Choosing the level in practice
The staircase gives you a diagnostic: where the SE jumps is where the correlation lives. Apply this to your research design:
| If your design looks like… | Cluster at… | Why |
|---|---|---|
| Students randomized within schools | School | Treatment assigned at school level |
| Policy varies by state, data is individual | State | Treatment assigned at state level |
| Tracts in counties, treatment is tract-level exposure | County | Spatial correlation in outcomes across tracts in same county |
| Panel data, units observed over time | Unit | Serial correlation within unit |
The key rule: you can never go wrong clustering coarser (SEs only get bigger), but you can go wrong clustering too fine. The risk of coarse clustering is having too few clusters — below ~30, use the wild cluster bootstrap.
Code reference
| Software | Clustered SEs |
|---|---|
| R | lmtest::coeftest(fit, vcov = sandwich::vcovCL, cluster = ~school) |
| Stata | reg y x, cluster(school) |
| Python | sm.OLS(y, X).fit(cov_type='cluster', cov_kwds={'groups': school}) |
The practical rule
- Always cluster at the level of treatment assignment. If you randomized schools, cluster by school. If you randomized classrooms, cluster by classroom.
- When in doubt, cluster at the highest level that makes sense. Clustering too aggressively (too few clusters) can be a problem, but not clustering when you should is always worse.
- The minimum number of clusters for reliable clustered SEs is roughly 30–50. With fewer clusters, consider the wild cluster bootstrap.
Did you know?
- Brent Moulton (1990) published a now-classic paper showing that regressions using aggregate variables (like state-level policies) with individual-level data produce t-statistics that are wildly inflated if you ignore clustering. He called it the “Moulton problem.” Many published results in economics were likely spurious because of this.
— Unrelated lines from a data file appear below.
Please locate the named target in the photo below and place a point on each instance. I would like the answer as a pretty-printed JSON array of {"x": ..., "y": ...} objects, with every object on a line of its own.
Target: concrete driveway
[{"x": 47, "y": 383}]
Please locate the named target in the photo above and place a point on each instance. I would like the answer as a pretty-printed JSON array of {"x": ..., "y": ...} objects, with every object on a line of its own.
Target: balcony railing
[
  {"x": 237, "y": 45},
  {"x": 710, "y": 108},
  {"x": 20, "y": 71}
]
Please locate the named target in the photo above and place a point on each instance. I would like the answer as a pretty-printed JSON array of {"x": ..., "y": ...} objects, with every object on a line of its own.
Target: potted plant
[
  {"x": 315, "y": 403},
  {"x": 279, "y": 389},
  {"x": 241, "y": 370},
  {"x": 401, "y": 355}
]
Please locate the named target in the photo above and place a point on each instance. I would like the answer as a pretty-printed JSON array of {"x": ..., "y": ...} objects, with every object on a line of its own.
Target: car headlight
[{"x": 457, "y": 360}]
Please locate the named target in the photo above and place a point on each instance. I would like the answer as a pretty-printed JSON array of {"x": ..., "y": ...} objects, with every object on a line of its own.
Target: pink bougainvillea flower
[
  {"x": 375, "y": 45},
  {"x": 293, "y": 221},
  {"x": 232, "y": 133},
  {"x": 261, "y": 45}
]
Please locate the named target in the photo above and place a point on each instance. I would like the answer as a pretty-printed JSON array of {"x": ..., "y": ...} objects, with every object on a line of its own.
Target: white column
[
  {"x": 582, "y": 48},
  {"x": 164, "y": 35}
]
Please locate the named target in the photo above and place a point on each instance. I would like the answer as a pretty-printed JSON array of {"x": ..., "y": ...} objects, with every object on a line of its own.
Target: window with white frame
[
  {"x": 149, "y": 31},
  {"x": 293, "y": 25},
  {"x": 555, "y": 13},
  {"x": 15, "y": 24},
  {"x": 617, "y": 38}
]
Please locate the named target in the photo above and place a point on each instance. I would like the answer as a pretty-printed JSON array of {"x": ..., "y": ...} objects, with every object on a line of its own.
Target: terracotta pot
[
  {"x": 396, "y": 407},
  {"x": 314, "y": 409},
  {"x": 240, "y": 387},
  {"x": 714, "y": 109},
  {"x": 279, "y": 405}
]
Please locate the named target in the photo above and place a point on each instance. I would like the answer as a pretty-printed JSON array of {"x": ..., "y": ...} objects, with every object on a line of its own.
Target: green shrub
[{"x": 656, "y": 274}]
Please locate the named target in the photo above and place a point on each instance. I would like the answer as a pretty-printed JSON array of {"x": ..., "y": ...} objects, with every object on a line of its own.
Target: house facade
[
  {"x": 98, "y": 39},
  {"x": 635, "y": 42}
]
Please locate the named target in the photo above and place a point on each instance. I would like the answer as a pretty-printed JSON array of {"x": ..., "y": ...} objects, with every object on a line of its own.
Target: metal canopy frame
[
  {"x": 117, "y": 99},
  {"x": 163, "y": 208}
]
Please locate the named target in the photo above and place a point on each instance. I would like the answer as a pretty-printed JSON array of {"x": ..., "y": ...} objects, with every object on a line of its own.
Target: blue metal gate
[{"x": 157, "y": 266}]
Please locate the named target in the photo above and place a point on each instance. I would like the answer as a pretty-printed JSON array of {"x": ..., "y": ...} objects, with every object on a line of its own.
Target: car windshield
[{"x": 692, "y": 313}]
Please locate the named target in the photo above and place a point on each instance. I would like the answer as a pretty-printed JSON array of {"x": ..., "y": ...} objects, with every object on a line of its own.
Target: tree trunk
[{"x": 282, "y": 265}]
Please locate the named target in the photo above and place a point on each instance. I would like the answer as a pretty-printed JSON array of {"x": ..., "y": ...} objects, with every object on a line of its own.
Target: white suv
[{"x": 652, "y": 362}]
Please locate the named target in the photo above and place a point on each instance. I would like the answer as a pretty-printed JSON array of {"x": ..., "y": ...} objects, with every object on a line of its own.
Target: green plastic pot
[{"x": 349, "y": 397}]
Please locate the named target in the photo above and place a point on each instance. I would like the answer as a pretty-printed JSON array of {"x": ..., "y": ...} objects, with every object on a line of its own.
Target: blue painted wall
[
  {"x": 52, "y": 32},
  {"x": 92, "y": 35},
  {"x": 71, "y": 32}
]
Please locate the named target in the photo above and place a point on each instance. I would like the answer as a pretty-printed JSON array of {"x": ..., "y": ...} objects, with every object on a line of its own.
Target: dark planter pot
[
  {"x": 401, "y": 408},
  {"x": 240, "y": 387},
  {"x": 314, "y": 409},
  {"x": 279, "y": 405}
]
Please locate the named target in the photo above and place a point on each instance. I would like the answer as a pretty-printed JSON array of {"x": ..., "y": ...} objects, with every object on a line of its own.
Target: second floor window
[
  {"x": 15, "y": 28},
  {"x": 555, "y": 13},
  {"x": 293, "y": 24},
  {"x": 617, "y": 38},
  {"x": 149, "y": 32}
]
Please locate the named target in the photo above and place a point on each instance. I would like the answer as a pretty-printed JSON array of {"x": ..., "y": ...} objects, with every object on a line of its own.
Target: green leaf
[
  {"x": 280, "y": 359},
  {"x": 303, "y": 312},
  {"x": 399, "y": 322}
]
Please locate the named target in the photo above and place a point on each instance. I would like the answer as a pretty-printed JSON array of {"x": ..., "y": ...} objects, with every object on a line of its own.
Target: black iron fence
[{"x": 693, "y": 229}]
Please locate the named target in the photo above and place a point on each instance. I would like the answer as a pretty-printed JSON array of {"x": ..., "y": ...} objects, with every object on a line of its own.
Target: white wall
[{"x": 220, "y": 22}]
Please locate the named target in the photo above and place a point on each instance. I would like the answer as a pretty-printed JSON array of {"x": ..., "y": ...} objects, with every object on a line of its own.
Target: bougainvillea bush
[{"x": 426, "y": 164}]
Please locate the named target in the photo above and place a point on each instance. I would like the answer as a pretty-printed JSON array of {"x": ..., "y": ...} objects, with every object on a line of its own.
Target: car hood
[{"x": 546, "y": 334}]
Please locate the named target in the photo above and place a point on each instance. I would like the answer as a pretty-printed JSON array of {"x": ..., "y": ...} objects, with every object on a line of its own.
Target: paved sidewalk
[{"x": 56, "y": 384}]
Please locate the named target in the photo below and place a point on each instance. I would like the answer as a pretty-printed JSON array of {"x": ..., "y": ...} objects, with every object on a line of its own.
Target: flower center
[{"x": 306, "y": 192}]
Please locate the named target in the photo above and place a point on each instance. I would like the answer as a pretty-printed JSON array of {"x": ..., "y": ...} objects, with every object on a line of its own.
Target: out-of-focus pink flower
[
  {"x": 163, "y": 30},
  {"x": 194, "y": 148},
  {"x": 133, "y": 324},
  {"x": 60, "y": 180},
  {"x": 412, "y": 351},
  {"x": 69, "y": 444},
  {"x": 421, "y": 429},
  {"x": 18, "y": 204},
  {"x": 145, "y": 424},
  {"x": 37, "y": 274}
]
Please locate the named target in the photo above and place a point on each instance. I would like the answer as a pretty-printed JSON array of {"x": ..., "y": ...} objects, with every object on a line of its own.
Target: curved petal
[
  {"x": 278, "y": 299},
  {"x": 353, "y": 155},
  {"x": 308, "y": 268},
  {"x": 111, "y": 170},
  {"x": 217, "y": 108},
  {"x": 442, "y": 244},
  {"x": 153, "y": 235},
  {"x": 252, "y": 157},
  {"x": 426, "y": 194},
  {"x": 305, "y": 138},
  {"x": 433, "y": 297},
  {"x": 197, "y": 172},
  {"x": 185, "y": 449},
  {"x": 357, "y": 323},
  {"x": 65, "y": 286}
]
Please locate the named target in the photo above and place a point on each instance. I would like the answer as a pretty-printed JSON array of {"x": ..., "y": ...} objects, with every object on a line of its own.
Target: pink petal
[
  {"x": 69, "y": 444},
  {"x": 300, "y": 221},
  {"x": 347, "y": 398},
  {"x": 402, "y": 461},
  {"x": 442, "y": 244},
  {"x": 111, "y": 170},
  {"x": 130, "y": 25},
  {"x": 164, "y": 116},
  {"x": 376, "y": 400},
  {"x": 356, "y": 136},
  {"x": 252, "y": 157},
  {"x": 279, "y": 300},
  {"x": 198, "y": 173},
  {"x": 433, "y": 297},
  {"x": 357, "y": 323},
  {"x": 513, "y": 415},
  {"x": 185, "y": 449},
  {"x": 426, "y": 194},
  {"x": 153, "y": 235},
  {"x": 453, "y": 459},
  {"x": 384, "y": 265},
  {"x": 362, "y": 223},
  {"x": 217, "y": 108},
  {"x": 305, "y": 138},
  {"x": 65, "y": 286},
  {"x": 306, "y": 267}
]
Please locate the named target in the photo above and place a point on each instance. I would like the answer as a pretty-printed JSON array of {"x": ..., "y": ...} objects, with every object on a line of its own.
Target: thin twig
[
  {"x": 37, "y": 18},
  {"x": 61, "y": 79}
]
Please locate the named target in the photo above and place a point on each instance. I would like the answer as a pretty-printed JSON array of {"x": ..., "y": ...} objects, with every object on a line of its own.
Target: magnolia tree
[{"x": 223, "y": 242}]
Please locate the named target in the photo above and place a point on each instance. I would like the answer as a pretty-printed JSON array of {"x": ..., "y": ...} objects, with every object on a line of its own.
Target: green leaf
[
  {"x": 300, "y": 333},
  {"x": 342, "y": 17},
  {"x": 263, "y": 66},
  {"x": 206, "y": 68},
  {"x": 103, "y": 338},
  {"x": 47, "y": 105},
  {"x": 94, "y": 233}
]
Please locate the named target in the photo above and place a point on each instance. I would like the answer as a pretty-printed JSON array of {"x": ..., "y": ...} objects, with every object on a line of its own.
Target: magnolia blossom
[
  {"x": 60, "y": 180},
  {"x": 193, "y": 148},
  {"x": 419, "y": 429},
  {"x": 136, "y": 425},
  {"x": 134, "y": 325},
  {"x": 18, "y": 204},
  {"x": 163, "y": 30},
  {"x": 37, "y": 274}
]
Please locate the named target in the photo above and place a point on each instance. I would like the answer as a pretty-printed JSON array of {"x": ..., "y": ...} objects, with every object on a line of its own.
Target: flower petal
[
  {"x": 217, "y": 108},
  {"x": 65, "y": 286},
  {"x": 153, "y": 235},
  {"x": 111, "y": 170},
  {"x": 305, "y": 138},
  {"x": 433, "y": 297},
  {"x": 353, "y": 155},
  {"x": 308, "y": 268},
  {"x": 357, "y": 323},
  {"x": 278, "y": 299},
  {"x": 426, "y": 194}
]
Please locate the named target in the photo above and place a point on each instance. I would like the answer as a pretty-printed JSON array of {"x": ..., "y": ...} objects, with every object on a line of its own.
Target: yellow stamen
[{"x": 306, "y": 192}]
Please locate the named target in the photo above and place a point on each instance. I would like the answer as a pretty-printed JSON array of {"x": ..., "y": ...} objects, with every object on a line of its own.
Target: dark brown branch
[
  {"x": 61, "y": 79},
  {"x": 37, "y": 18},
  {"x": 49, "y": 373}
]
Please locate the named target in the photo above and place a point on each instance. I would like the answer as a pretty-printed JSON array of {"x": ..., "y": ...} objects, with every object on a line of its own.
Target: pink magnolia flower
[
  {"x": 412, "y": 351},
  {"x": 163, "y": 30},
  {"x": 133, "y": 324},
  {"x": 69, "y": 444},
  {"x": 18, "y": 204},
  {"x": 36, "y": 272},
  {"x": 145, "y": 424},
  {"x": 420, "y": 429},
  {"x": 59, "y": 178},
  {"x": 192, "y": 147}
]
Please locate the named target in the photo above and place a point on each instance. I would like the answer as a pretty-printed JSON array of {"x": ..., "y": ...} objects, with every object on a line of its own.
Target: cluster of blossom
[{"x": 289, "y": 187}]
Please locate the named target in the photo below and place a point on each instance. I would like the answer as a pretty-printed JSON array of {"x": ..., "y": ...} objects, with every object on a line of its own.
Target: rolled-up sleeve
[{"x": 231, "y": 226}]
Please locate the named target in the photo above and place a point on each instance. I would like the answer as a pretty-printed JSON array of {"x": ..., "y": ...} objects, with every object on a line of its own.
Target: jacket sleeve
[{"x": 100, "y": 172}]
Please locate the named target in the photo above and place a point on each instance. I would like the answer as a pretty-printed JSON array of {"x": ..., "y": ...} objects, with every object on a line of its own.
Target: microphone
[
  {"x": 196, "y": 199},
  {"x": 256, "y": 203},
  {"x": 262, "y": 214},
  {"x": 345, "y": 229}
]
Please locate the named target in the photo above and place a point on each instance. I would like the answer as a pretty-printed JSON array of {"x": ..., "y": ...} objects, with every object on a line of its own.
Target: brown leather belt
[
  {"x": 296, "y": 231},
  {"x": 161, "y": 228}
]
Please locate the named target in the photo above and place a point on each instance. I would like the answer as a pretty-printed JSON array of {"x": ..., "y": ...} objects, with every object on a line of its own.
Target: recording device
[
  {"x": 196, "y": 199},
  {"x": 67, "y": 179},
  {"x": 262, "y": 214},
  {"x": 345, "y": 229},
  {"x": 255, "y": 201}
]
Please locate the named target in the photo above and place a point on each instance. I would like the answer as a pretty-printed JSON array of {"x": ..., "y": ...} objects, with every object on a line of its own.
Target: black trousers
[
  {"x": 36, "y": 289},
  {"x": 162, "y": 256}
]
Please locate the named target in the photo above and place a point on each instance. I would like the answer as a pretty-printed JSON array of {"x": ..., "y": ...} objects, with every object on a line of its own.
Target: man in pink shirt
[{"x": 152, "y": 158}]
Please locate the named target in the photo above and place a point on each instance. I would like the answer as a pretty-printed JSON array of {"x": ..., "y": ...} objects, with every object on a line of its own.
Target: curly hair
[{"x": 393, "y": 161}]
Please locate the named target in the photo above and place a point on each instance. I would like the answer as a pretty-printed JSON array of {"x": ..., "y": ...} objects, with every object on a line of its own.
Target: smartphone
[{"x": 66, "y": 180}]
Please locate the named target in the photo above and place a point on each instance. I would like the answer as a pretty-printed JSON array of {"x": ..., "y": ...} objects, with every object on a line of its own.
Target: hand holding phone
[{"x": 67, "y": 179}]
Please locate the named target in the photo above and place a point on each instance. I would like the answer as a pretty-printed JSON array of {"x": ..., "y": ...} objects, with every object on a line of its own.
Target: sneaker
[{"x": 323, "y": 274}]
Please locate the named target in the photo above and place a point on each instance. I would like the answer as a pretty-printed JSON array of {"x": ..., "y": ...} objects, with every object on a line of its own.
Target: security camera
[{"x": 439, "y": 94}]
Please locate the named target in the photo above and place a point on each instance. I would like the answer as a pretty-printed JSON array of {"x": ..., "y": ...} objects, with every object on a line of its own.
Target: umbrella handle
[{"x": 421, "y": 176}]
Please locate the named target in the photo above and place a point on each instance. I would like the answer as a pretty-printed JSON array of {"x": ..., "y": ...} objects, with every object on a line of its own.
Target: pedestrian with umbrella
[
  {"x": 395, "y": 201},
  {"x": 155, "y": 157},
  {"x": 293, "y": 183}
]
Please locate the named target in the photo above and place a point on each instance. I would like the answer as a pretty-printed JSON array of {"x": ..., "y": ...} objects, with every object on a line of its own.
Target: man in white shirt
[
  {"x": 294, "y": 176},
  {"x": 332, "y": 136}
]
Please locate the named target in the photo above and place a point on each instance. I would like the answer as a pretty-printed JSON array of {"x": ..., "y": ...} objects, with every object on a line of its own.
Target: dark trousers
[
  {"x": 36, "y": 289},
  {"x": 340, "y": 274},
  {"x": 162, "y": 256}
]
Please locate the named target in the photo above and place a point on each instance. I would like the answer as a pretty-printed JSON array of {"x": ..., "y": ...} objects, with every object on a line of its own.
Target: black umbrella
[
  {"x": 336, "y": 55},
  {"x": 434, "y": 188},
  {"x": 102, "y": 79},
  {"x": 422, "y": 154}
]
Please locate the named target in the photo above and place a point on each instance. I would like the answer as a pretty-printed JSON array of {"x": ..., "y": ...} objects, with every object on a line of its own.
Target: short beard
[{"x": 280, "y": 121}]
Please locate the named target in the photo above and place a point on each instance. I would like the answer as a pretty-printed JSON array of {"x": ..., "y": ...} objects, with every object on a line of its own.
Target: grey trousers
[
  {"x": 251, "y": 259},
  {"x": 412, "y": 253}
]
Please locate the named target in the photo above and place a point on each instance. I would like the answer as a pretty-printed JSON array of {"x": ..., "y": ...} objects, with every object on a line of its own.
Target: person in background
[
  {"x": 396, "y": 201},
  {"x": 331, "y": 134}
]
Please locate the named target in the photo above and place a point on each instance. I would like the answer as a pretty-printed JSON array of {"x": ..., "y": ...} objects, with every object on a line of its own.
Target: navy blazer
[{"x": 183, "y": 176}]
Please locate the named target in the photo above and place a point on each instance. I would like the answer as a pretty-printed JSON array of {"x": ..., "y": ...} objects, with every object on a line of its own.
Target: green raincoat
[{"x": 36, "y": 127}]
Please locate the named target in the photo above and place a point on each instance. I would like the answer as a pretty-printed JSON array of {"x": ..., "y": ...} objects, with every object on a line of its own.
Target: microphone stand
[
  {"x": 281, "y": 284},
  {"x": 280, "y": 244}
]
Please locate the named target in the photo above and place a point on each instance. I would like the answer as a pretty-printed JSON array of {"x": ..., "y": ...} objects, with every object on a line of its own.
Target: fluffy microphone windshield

- The Moulton factor — the ratio of the true variance to the (too-small) OLS variance — is approximately \(1 + (m-1) \times ICC\), where \(m\) is the average cluster size. With 50 students per school and ICC = 0.2, the Moulton factor is about 11, meaning your OLS SE is \(\sqrt{11} \approx 3.3\) times too small. Your t-statistic is 3x too large.
- Cameron, Gelbach, and Miller (2008) showed that even clustered SEs can be unreliable when the number of clusters is small (< 30–50), leading to the development of the wild cluster bootstrap as a more robust alternative.